Pivot Tables functionality has been around for decades but people often overlook this powerful tools for managing and summarizing tabular data. Pivot tables (also known as Crosstabs) is available in MS Excel or Access, Google Sheets, Filemaker Pro, LibreOffice Calc. It is also found in GIS software such as ArcGIS Pro (Pivot Table toolbox with Advanced license) and QGIS 3 (GroupStats plugin), or Python Pandas (pivot_table)

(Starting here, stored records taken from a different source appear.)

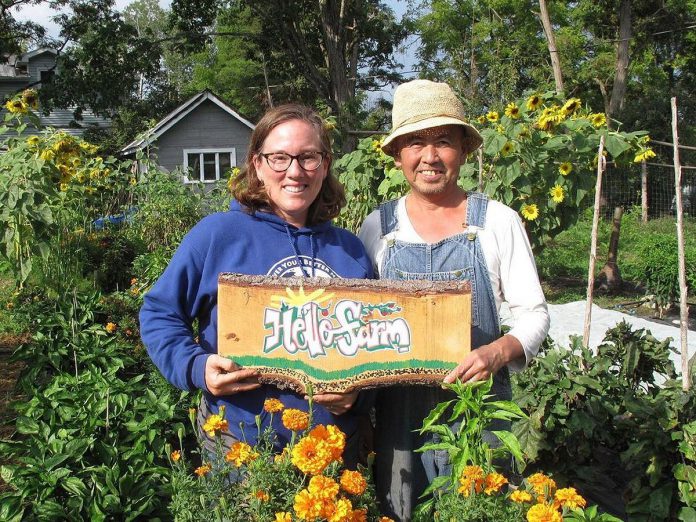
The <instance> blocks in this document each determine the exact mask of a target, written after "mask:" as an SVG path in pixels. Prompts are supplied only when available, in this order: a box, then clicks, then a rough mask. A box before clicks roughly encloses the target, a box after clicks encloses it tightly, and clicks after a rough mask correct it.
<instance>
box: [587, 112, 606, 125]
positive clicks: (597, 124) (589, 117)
mask: <svg viewBox="0 0 696 522" xmlns="http://www.w3.org/2000/svg"><path fill="white" fill-rule="evenodd" d="M589 119H590V123H592V125H594V126H595V127H596V128H598V129H599V128H600V127H604V126H605V125H606V124H607V117H606V115H605V114H604V113H602V112H595V113H593V114H590V115H589Z"/></svg>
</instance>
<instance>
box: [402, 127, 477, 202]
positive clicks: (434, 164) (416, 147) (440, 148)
mask: <svg viewBox="0 0 696 522" xmlns="http://www.w3.org/2000/svg"><path fill="white" fill-rule="evenodd" d="M397 140H398V141H397V144H396V148H397V151H398V152H397V155H396V157H395V158H394V160H395V162H396V166H397V167H399V168H401V170H403V172H404V175H405V176H406V179H407V180H408V183H409V185H411V190H412V191H413V192H415V193H418V194H420V195H423V196H435V195H441V194H444V193H446V192H448V191H450V190H452V189H454V188H455V187H456V185H457V178H458V176H459V167H460V166H461V165H462V163H463V162H464V160H465V158H466V154H465V153H464V143H463V141H464V130H463V129H462V127H460V126H458V125H443V126H441V127H432V128H430V129H425V130H422V131H418V132H413V133H411V134H407V135H405V136H400V137H399V138H397Z"/></svg>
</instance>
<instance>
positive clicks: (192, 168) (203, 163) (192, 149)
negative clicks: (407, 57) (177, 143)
mask: <svg viewBox="0 0 696 522" xmlns="http://www.w3.org/2000/svg"><path fill="white" fill-rule="evenodd" d="M236 165H237V153H236V150H235V149H184V170H185V171H186V174H185V176H184V182H185V183H197V182H199V181H202V182H203V183H213V182H215V181H218V180H219V179H220V178H222V177H224V176H225V175H226V173H227V172H228V171H229V170H230V169H231V168H232V167H235V166H236Z"/></svg>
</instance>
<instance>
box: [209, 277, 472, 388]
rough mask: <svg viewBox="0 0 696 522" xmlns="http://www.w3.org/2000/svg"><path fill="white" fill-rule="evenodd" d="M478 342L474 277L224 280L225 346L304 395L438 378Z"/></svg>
mask: <svg viewBox="0 0 696 522" xmlns="http://www.w3.org/2000/svg"><path fill="white" fill-rule="evenodd" d="M470 349H471V286H470V284H469V282H468V281H453V282H447V283H444V282H429V281H386V280H381V281H380V280H368V279H328V278H308V279H301V278H285V277H284V278H274V277H266V276H241V275H236V274H221V275H220V277H219V280H218V353H219V354H220V355H222V356H225V357H229V358H230V359H232V360H234V361H235V362H236V363H237V364H239V365H240V366H244V367H251V368H257V369H258V370H259V372H260V374H261V377H260V381H261V382H265V383H273V384H276V385H278V386H279V387H283V388H292V389H295V390H297V391H298V392H300V393H305V391H306V388H307V386H308V385H309V384H310V383H311V385H312V387H313V389H314V391H315V393H324V392H347V391H351V390H353V389H360V388H372V387H377V386H383V385H387V384H397V383H420V384H439V383H441V382H442V379H443V377H444V376H445V375H447V374H448V373H449V371H450V370H451V369H452V368H454V367H455V366H456V365H457V364H458V363H459V362H461V360H462V359H463V358H464V356H465V355H466V354H467V353H468V352H469V350H470Z"/></svg>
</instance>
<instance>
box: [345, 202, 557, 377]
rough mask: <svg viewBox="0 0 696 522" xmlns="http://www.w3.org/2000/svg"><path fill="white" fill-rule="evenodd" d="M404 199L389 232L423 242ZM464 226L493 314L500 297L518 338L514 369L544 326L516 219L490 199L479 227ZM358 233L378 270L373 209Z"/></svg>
mask: <svg viewBox="0 0 696 522" xmlns="http://www.w3.org/2000/svg"><path fill="white" fill-rule="evenodd" d="M405 201H406V200H405V197H404V198H401V199H400V200H399V202H398V205H397V210H396V212H397V218H398V222H399V226H398V227H397V229H396V230H395V231H394V232H393V235H390V237H393V239H397V240H399V241H404V242H408V243H426V241H424V240H423V239H422V238H421V237H420V235H419V234H418V232H416V230H415V228H414V227H413V225H412V223H411V220H410V219H409V217H408V213H407V211H406V203H405ZM468 231H471V232H474V231H475V232H476V233H477V235H478V238H479V241H480V242H481V249H482V250H483V254H484V257H485V259H486V266H487V268H488V274H489V276H490V280H491V287H492V288H493V295H494V297H495V305H496V309H497V310H498V314H500V307H501V305H502V303H503V302H506V303H507V304H508V305H509V307H510V312H511V314H512V321H511V322H512V324H511V325H510V326H511V329H510V331H509V332H508V334H509V335H512V336H514V337H515V338H517V339H518V340H519V341H520V343H521V344H522V348H523V349H524V354H525V359H526V360H525V361H522V360H517V361H513V362H511V363H510V364H509V365H508V367H509V368H510V369H511V370H513V371H519V370H521V369H523V368H524V367H525V366H526V365H527V364H528V363H529V361H531V360H532V359H533V358H534V357H535V356H536V354H537V352H538V351H539V346H540V345H541V343H542V342H543V340H544V338H545V337H546V333H547V332H548V330H549V312H548V309H547V306H546V299H545V298H544V293H543V291H542V289H541V284H540V283H539V277H538V275H537V271H536V264H535V263H534V256H533V254H532V249H531V247H530V245H529V241H528V239H527V235H526V233H525V231H524V227H523V225H522V221H521V220H520V217H519V216H518V215H517V213H516V212H515V211H514V210H512V209H511V208H509V207H507V206H505V205H503V204H502V203H499V202H497V201H493V200H490V201H489V202H488V207H487V211H486V221H485V227H484V228H479V227H475V226H472V225H469V228H468V229H466V230H463V232H468ZM358 237H360V239H361V240H362V242H363V244H364V245H365V249H366V250H367V253H368V255H369V256H370V259H372V262H373V264H374V266H375V270H376V272H379V270H380V268H381V265H382V261H383V259H384V256H385V254H386V247H387V242H386V239H384V238H383V237H382V228H381V220H380V216H379V210H376V211H374V212H372V213H371V214H370V215H369V216H367V218H366V219H365V222H364V223H363V225H362V227H361V229H360V233H359V234H358ZM506 322H508V321H506Z"/></svg>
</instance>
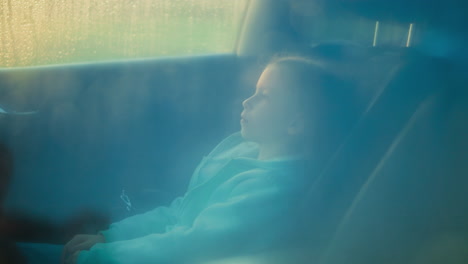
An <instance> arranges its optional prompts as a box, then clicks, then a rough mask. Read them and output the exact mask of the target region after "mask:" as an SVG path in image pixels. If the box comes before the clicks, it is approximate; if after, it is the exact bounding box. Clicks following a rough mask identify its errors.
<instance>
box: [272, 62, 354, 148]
mask: <svg viewBox="0 0 468 264" xmlns="http://www.w3.org/2000/svg"><path fill="white" fill-rule="evenodd" d="M267 67H279V70H280V71H284V72H285V73H286V74H287V75H288V77H289V78H288V80H291V83H290V88H291V89H295V90H296V91H297V92H299V100H300V107H301V109H302V111H303V113H304V114H305V116H306V127H305V132H306V133H305V135H304V136H305V137H304V140H306V141H307V142H306V144H305V146H306V147H307V148H308V149H306V151H311V152H319V153H320V155H332V154H333V153H334V152H335V151H336V150H337V149H338V147H339V146H340V145H341V144H342V142H343V140H344V138H345V137H346V136H347V134H348V133H349V132H350V130H351V129H352V127H353V126H354V124H355V123H356V121H357V119H358V118H359V116H360V113H361V112H362V108H361V107H360V106H359V105H360V103H359V102H358V101H359V100H358V97H357V96H356V95H357V87H356V84H355V83H354V82H353V81H351V80H348V79H346V78H345V77H343V76H342V75H340V73H338V72H334V71H332V70H331V69H330V67H329V66H327V63H326V62H325V61H323V60H322V61H317V60H312V59H309V58H305V57H298V56H286V57H278V58H274V59H273V60H272V61H271V62H270V63H269V64H268V66H267Z"/></svg>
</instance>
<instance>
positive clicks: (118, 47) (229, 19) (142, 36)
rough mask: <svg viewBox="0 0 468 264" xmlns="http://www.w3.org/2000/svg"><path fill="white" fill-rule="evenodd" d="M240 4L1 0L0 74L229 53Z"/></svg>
mask: <svg viewBox="0 0 468 264" xmlns="http://www.w3.org/2000/svg"><path fill="white" fill-rule="evenodd" d="M246 2H247V0H80V1H68V0H21V1H20V0H6V1H1V2H0V35H1V36H2V40H1V41H0V67H18V66H34V65H46V64H61V63H75V62H90V61H102V60H116V59H126V58H148V57H156V56H174V55H189V54H206V53H227V52H232V51H233V50H234V46H235V43H236V39H237V35H238V31H239V28H240V24H241V20H242V15H243V11H244V10H245V5H246Z"/></svg>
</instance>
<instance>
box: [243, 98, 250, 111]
mask: <svg viewBox="0 0 468 264" xmlns="http://www.w3.org/2000/svg"><path fill="white" fill-rule="evenodd" d="M242 106H243V107H244V108H245V109H249V108H250V97H249V98H247V99H245V100H244V102H242Z"/></svg>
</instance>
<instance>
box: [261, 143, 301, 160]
mask: <svg viewBox="0 0 468 264" xmlns="http://www.w3.org/2000/svg"><path fill="white" fill-rule="evenodd" d="M302 154H303V153H302V151H300V148H298V147H297V146H293V145H292V144H285V143H283V144H260V149H259V153H258V160H271V159H277V158H283V157H291V156H300V155H302Z"/></svg>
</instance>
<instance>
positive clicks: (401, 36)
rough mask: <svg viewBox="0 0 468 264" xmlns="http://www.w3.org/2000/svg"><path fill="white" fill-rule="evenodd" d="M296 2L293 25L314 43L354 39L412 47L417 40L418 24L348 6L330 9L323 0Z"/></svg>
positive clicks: (293, 16)
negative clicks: (402, 21)
mask: <svg viewBox="0 0 468 264" xmlns="http://www.w3.org/2000/svg"><path fill="white" fill-rule="evenodd" d="M293 3H296V6H294V5H293V6H292V10H293V12H292V14H291V21H292V26H293V28H294V29H295V30H296V31H297V32H298V33H299V35H300V36H302V37H303V38H304V39H306V40H307V41H308V42H309V44H311V45H314V44H318V43H320V42H327V41H350V42H354V43H359V44H361V45H364V46H374V47H377V46H380V47H409V46H411V45H412V43H413V36H414V30H415V29H414V24H410V23H408V24H405V23H398V22H394V21H389V20H386V21H376V20H373V19H370V18H366V17H362V16H359V15H358V14H356V13H353V12H351V11H349V10H346V9H345V10H341V9H339V11H338V12H327V9H326V6H325V5H324V3H325V2H323V1H319V0H317V1H314V0H312V1H302V0H301V1H299V0H298V1H296V2H294V1H293ZM298 3H300V5H299V4H298ZM304 3H307V5H305V4H304ZM335 11H336V10H335Z"/></svg>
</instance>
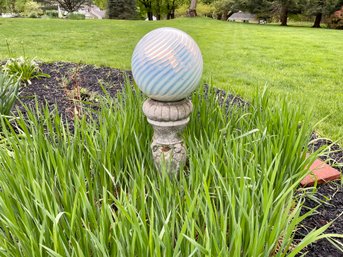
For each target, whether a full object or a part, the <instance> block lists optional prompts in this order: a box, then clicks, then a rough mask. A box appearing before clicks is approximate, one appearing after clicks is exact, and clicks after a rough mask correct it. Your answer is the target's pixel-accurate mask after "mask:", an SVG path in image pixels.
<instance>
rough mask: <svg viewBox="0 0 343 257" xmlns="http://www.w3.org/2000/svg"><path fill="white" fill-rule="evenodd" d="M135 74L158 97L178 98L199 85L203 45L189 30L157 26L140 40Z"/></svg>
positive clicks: (133, 69)
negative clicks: (201, 47) (201, 50)
mask: <svg viewBox="0 0 343 257" xmlns="http://www.w3.org/2000/svg"><path fill="white" fill-rule="evenodd" d="M131 64H132V74H133V78H134V79H135V81H136V83H137V85H138V87H139V88H140V89H141V90H142V91H143V93H144V94H146V95H147V96H149V97H150V98H152V99H154V100H158V101H178V100H181V99H184V98H186V97H188V96H189V95H190V94H191V93H192V92H193V91H194V90H195V89H196V88H197V86H198V84H199V82H200V78H201V75H202V69H203V60H202V56H201V52H200V49H199V47H198V45H197V44H196V43H195V41H194V40H193V39H192V38H191V37H190V36H189V35H188V34H186V33H185V32H183V31H181V30H178V29H174V28H160V29H155V30H153V31H151V32H149V33H148V34H146V35H145V36H144V37H143V38H142V39H141V40H140V41H139V42H138V44H137V46H136V48H135V50H134V52H133V55H132V63H131Z"/></svg>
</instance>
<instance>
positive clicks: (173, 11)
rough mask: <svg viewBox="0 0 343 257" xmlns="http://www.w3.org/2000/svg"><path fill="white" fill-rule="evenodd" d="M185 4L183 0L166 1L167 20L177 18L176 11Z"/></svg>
mask: <svg viewBox="0 0 343 257" xmlns="http://www.w3.org/2000/svg"><path fill="white" fill-rule="evenodd" d="M183 3H184V1H183V0H164V6H165V10H166V14H167V20H170V19H174V18H175V10H176V9H177V8H178V7H179V6H180V5H181V4H183Z"/></svg>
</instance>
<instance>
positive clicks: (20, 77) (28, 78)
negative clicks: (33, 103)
mask: <svg viewBox="0 0 343 257" xmlns="http://www.w3.org/2000/svg"><path fill="white" fill-rule="evenodd" d="M3 71H5V72H7V73H8V74H9V75H12V76H15V77H16V78H18V79H20V80H21V81H22V82H23V83H28V84H29V85H31V79H34V78H42V77H50V76H49V75H48V74H45V73H43V72H42V71H41V69H40V68H39V64H38V62H37V61H36V60H35V59H29V58H26V57H23V56H21V57H19V58H11V59H8V60H7V62H6V64H5V65H4V66H3Z"/></svg>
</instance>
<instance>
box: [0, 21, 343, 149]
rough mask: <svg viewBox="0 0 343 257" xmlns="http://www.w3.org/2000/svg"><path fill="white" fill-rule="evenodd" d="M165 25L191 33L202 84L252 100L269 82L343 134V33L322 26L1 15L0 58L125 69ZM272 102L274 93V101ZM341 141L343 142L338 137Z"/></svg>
mask: <svg viewBox="0 0 343 257" xmlns="http://www.w3.org/2000/svg"><path fill="white" fill-rule="evenodd" d="M162 26H171V27H176V28H180V29H182V30H184V31H185V32H187V33H189V34H190V35H191V36H192V37H193V38H194V39H195V40H196V41H197V43H198V44H199V46H200V49H201V50H202V54H203V57H204V74H203V82H211V83H212V85H214V86H216V87H220V88H224V89H227V90H230V91H232V92H234V93H236V94H239V95H241V96H243V97H244V98H246V99H250V98H251V96H252V93H253V92H254V90H255V89H256V87H263V86H264V85H265V84H267V85H269V87H270V89H271V91H272V94H273V97H274V96H277V95H287V96H289V97H290V99H292V101H294V104H305V106H307V107H308V110H311V108H312V107H313V111H314V118H315V120H314V121H315V122H316V121H319V120H321V119H322V118H324V117H326V116H328V115H329V117H327V119H326V120H325V121H324V122H322V123H321V124H319V125H318V127H317V131H318V132H319V133H320V135H322V136H325V137H329V138H332V139H334V140H338V139H340V138H341V137H342V135H343V101H342V99H343V80H342V77H343V59H342V56H343V43H342V42H343V33H342V31H335V30H327V29H312V28H303V27H286V28H284V27H280V26H276V25H253V24H238V23H228V22H221V21H216V20H211V19H177V20H172V21H160V22H144V21H114V20H103V21H97V20H94V21H93V20H89V21H69V20H43V19H42V20H35V19H0V37H1V39H2V40H1V41H0V59H5V58H7V57H9V53H8V49H7V44H6V42H8V43H9V45H10V48H11V50H12V51H13V52H14V55H16V56H19V55H23V52H24V51H25V54H26V56H30V57H37V58H38V59H41V60H44V61H71V62H82V63H88V64H96V65H105V66H111V67H117V68H121V69H130V59H131V54H132V52H133V49H134V46H135V45H136V43H137V42H138V41H139V39H140V38H141V37H142V36H143V35H144V34H145V33H147V32H148V31H150V30H152V29H154V28H157V27H162ZM275 99H276V98H275ZM339 142H340V143H343V140H342V139H340V140H339Z"/></svg>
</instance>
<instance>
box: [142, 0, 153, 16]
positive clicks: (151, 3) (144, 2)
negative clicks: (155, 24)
mask: <svg viewBox="0 0 343 257" xmlns="http://www.w3.org/2000/svg"><path fill="white" fill-rule="evenodd" d="M139 3H140V7H142V9H143V10H144V12H145V13H146V14H147V16H148V19H149V21H152V20H153V0H139Z"/></svg>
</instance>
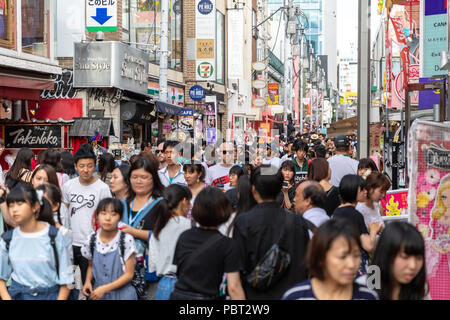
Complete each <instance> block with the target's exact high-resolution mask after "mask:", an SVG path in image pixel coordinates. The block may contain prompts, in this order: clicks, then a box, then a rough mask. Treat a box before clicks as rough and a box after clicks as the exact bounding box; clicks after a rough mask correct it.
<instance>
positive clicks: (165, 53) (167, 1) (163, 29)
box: [159, 0, 169, 102]
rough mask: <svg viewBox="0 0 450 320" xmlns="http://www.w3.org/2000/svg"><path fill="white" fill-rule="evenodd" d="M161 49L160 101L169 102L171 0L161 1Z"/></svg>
mask: <svg viewBox="0 0 450 320" xmlns="http://www.w3.org/2000/svg"><path fill="white" fill-rule="evenodd" d="M160 41H161V48H160V52H161V55H160V58H159V100H160V101H162V102H167V101H168V90H167V67H168V63H167V60H168V56H169V50H168V49H169V45H168V44H169V0H162V1H161V37H160Z"/></svg>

Key concepts presented in this workshop:

  1. Granular. Pivot tables work best when summarizing granular data. Acquire individual records, artifact or sample-level data for the pivot table. Already summarized data will not work well.
  2. Numerical is best. Pivot Tables work well when aggregating numerical data. Generally it's of limited use with nominal data (counts only). Sometimes one must create a fake numerical column in order to use it as "data". This could be an incrementing (Fill Down) column in Excel that's then introduced as the Data attribute in an Excel Pivot Table
  3. Aggregate by provenience. Pivot Tables can be very useful when linking tabular lab results with spatial data because lab data is often more granular than the spatial resolution. Think of this as a 1:Many relationship (1 spatial point for Many artifacts). For example if your GPS is only accurate to ~2m accuracy but you have artifact surface analysis information on a individual artifacts you can use Pivot Tables to collapse this 1:Many relationship to the associated GPS point. Perhaps generate a pie chart accounting for all the lithic material types in proximity to a GPS point and display the pie on top of the GPS point. In an excavation you may have many flakes from a single excavation provenience unit like a Locus or a quad and Pivot Table and Pivot Chart can be used to summarize by provenience.

Some valuable elements of Pivot tables covered in the workshop:

  • how to show multiple levels of rows or columns in a pivot table
  • how to show counts and percents side by side
  • the relationship between Pivot Charts and Pivot Tables in MS Excel 
  • how pivot tables can be used to "flatten" a 1:Many relate for mapping purposes. These relationships between spatial data and non-spatial tables can be simplified into a 1:1 and then joined to a spatial dataset.

We will use Pivot Tables to examine some data from archaeological survey data plotted in fake locations near ARF for this workshop.